A customer bought a dozen of apples and oranges $\$1.32$. If an apple costs $3$ cents more than oranges and more apple than oranges were bought, using linear diophantine equation find,how many of each kind of fruit was bought.
My Attempt:
$$x \leftarrow number\ of\ apples$$
$$y \leftarrow number \ of\ oranges$$ $$z \leftarrow cost \ of \ an \ orange \ in \ \underline{dollar}$$ so then I get $$x+y=12$$ and $$x(z+0.03)+yz=1.32$$ $$0.03x+12z=1.32$$ multiplying the both sides by 100 then $$3x+1200z=132$$ $$x+400z=44$$ then the general solution of $x+400z=44$ is $z=t,x=44-400t$ where $t \in \mathbb{Z}$
since $z,x>0$ $$t>0 \ and \ t<0.11$$ then I stuck, answer of this problem got $z$ as cost of an orange in cents but here I got $z$ as cost of an orange in dollar where am I wrong? why my method is wrong?
You are assuming that $z=t$ (the price of an orange in dollars) is an integer (why?) and you conclude that $0<t<0.11$ which implies that such integer does not exist.

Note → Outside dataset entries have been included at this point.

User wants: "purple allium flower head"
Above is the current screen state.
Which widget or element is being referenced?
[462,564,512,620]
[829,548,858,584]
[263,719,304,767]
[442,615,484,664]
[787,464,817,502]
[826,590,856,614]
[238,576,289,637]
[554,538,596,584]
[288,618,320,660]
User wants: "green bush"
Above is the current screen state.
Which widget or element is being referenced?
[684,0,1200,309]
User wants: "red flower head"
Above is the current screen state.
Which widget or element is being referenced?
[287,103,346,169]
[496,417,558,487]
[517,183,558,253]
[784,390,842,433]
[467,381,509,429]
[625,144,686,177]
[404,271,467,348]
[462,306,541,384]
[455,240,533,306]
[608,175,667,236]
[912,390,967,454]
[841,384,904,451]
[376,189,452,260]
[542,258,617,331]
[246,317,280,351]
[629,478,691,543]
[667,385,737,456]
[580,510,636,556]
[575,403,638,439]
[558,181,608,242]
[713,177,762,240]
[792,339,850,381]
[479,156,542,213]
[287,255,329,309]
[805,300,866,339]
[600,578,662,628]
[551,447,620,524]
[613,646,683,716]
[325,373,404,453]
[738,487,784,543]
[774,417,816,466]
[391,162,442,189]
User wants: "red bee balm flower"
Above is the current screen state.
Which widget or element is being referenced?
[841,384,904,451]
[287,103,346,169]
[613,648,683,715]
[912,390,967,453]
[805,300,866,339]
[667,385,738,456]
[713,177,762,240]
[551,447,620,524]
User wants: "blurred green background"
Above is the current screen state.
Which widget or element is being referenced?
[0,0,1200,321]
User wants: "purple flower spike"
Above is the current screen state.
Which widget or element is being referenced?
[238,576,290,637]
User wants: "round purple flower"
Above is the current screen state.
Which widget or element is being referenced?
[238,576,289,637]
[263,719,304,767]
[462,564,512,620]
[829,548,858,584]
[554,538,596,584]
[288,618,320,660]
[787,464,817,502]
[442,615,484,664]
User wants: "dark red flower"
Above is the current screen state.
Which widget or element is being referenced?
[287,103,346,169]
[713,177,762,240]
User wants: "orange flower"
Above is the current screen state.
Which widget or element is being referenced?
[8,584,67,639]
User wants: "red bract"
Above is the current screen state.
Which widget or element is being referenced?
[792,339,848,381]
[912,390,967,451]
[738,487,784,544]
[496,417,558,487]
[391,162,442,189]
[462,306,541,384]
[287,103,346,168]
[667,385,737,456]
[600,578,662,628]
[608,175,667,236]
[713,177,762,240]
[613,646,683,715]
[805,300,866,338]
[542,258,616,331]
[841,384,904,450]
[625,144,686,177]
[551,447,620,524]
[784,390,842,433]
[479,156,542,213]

On the other hand, by assumption $100z$ is an integer (the price of an orange in cents) and $x$ is an integer in $(0,12)$ such that, by your work, $$x=44-400z=4\underbrace{(11-100z)}_{\in\mathbb{N}^+}\in \{4,8\}.$$ Since $x>y$ (more apples than oranges), it follows that $x=8$ and $z=0.09$.